The diodes peak rectify and you get the peak voltage.

or is it only that with a cap out there for filtering the cap charges to the peak value (1.414 * RMS value less diode drop)? Sans a cap I don't think we would see anything above the rectified RMS value less diode drop so the 1.414 would not apply.

Ron

 

[ronsimpson]

It looks to me that DrPower is measuring the output with out a load so it is 1.414, less the diode drop.

I went back and looked at post #1. He said he gets +/- 56 volts. We (I) read that as 56 volts, which is what you would get from a 40 volts (CT) transformer with full wave rectification and little load. (maybe 55 or 54 because of the diodes) and (56 volts if the line is 5 volts high)

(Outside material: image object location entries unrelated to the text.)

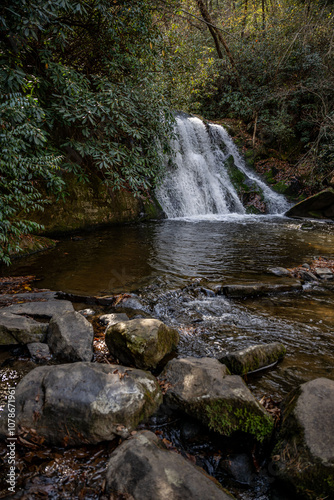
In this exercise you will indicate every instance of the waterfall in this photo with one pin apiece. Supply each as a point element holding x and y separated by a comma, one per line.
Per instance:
<point>200,183</point>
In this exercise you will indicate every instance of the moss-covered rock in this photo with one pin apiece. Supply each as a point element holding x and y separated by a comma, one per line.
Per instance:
<point>254,358</point>
<point>304,454</point>
<point>204,389</point>
<point>92,203</point>
<point>141,342</point>
<point>320,206</point>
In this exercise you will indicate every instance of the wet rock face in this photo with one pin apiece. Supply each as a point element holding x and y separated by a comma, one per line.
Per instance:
<point>203,388</point>
<point>15,329</point>
<point>40,353</point>
<point>141,342</point>
<point>143,469</point>
<point>305,451</point>
<point>259,289</point>
<point>42,309</point>
<point>70,337</point>
<point>84,402</point>
<point>254,358</point>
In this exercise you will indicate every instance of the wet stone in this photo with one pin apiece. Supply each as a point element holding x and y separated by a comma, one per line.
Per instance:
<point>324,273</point>
<point>141,468</point>
<point>204,389</point>
<point>279,271</point>
<point>46,309</point>
<point>259,289</point>
<point>70,337</point>
<point>141,342</point>
<point>112,319</point>
<point>15,329</point>
<point>304,454</point>
<point>80,403</point>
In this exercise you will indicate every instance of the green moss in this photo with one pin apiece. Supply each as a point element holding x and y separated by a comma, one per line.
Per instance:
<point>226,419</point>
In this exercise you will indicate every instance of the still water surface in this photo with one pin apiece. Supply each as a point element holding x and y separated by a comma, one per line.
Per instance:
<point>161,258</point>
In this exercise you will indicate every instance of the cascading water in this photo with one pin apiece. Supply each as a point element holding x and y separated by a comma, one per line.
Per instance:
<point>200,184</point>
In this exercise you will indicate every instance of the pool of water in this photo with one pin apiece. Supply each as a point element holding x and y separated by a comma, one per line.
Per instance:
<point>169,264</point>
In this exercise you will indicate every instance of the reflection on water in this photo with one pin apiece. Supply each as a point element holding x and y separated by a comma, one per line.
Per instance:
<point>127,257</point>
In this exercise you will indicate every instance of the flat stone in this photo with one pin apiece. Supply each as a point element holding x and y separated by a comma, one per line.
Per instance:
<point>82,403</point>
<point>141,468</point>
<point>279,271</point>
<point>141,342</point>
<point>307,276</point>
<point>259,289</point>
<point>112,319</point>
<point>70,337</point>
<point>254,358</point>
<point>46,309</point>
<point>15,329</point>
<point>203,388</point>
<point>304,455</point>
<point>39,352</point>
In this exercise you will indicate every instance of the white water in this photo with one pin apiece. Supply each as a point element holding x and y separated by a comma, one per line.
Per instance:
<point>199,186</point>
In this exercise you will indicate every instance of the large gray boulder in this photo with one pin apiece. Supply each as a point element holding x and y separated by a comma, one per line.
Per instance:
<point>70,337</point>
<point>204,389</point>
<point>254,358</point>
<point>142,468</point>
<point>46,309</point>
<point>16,329</point>
<point>304,454</point>
<point>40,353</point>
<point>141,342</point>
<point>83,402</point>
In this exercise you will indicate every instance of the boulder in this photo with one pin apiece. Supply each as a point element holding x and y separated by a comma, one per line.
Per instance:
<point>204,389</point>
<point>87,312</point>
<point>15,329</point>
<point>320,206</point>
<point>324,273</point>
<point>259,289</point>
<point>84,402</point>
<point>279,271</point>
<point>141,342</point>
<point>40,353</point>
<point>141,468</point>
<point>254,358</point>
<point>304,454</point>
<point>112,319</point>
<point>45,310</point>
<point>70,337</point>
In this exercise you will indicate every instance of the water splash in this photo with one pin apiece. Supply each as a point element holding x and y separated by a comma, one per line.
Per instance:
<point>200,185</point>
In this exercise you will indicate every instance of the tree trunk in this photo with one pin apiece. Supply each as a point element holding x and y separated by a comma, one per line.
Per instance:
<point>217,36</point>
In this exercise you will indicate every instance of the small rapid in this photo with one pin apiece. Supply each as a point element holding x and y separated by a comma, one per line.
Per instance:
<point>199,184</point>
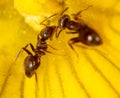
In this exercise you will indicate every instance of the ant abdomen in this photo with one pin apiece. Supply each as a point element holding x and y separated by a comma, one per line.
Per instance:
<point>89,37</point>
<point>31,63</point>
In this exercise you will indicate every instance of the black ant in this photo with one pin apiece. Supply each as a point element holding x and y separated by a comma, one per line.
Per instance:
<point>86,35</point>
<point>32,61</point>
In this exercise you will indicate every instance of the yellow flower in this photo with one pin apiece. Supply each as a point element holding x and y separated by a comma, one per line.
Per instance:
<point>95,74</point>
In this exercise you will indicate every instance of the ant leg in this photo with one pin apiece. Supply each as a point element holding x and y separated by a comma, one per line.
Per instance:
<point>71,32</point>
<point>76,16</point>
<point>57,34</point>
<point>53,53</point>
<point>64,11</point>
<point>48,18</point>
<point>52,47</point>
<point>73,41</point>
<point>27,51</point>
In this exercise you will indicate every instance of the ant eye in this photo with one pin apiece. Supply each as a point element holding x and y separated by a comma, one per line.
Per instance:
<point>28,74</point>
<point>93,39</point>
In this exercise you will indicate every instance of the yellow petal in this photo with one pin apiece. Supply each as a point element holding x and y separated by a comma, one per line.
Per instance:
<point>94,74</point>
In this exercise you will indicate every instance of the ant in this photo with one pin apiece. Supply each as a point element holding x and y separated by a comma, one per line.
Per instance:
<point>32,61</point>
<point>86,34</point>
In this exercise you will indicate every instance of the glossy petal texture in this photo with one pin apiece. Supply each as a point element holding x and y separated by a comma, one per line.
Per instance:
<point>94,74</point>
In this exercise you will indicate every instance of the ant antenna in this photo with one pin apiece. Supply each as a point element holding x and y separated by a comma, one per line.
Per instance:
<point>64,11</point>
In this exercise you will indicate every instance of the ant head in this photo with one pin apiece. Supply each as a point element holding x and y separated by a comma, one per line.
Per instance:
<point>63,20</point>
<point>90,37</point>
<point>30,65</point>
<point>47,32</point>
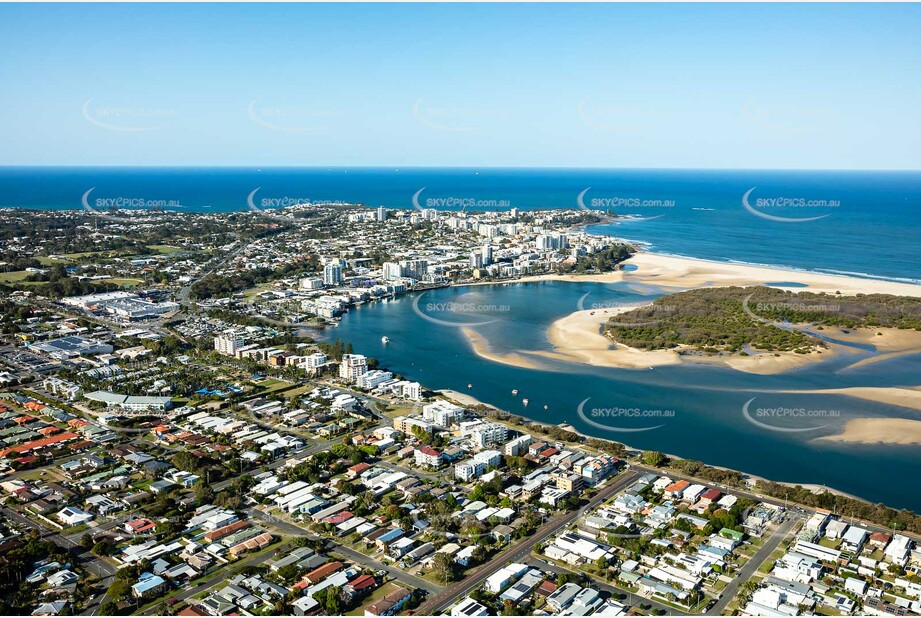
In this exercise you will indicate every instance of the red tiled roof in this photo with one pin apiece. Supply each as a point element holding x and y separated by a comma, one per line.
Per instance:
<point>362,583</point>
<point>323,572</point>
<point>677,486</point>
<point>25,447</point>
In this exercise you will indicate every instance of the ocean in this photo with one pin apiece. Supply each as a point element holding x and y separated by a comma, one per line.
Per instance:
<point>867,229</point>
<point>858,223</point>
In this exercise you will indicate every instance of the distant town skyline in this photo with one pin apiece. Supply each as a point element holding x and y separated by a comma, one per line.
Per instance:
<point>752,86</point>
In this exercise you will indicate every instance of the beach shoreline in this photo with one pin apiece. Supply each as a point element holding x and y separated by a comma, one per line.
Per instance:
<point>683,273</point>
<point>751,479</point>
<point>578,337</point>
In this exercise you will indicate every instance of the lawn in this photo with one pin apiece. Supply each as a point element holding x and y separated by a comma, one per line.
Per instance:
<point>125,282</point>
<point>16,275</point>
<point>375,596</point>
<point>166,249</point>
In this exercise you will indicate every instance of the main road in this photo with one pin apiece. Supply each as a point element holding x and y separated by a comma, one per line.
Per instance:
<point>522,548</point>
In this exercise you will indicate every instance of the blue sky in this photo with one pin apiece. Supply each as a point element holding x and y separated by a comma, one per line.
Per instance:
<point>818,86</point>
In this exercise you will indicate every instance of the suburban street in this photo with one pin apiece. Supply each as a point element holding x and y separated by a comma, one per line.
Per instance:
<point>521,549</point>
<point>746,572</point>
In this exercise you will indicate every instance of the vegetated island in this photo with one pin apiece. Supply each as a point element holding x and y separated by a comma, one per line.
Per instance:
<point>746,321</point>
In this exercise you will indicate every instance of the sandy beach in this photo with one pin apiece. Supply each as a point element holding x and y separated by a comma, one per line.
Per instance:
<point>901,431</point>
<point>681,273</point>
<point>893,396</point>
<point>578,337</point>
<point>481,348</point>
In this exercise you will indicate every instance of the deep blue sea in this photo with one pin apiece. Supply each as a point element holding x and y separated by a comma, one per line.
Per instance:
<point>872,231</point>
<point>869,226</point>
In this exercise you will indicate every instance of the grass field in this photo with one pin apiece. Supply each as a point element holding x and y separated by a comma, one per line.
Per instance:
<point>166,249</point>
<point>16,275</point>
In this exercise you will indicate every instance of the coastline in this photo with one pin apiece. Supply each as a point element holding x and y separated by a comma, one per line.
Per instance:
<point>578,337</point>
<point>682,273</point>
<point>751,479</point>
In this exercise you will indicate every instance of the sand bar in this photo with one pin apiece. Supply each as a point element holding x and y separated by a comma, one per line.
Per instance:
<point>878,431</point>
<point>683,273</point>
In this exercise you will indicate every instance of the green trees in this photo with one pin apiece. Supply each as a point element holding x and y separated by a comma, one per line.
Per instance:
<point>654,458</point>
<point>444,568</point>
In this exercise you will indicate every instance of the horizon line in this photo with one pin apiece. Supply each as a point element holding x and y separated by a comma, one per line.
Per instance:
<point>397,168</point>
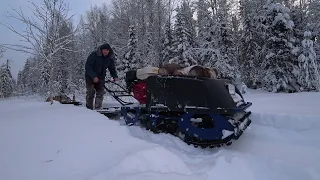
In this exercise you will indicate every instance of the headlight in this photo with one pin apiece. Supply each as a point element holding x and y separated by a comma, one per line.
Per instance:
<point>232,89</point>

If he is really getting +56 and -56 then it is not at 20 volt transformer.

Dr.Power needs to give us more information. Is it really +/-56 volts?
Transformer: 20 volts dual CT, or 40 volts CT, or 40 CT+40 CT, ????
Why get transformers from e-bay?

 

[audioguru]

The datasheet for his audio amplifier IC says that its output with a plus and minus 28V supply is 68W into 4 ohms. Its heating is 47W so a stereo amplifier takes 230W when playing at full blast. The 40V center-tapped current is 230W/40V= 5.75A.

But nobody plays music or speech continuously at full blast so a 4A transformer will be fine. The transformer will get pretty hot but it should not melt.

 

[Roff]

<snip> The current is not narrow pulses of current at the peak of the sign wave.<snip>

This is an unfortunate typo, as it makes the meaning exactly the opposite of what was intended.
I'm pretty sure he meant

The current is now narrow pulses of current at the peak of the sine wave.

 

[ronsimpson]

Thank you Ron. I will go back and edit that.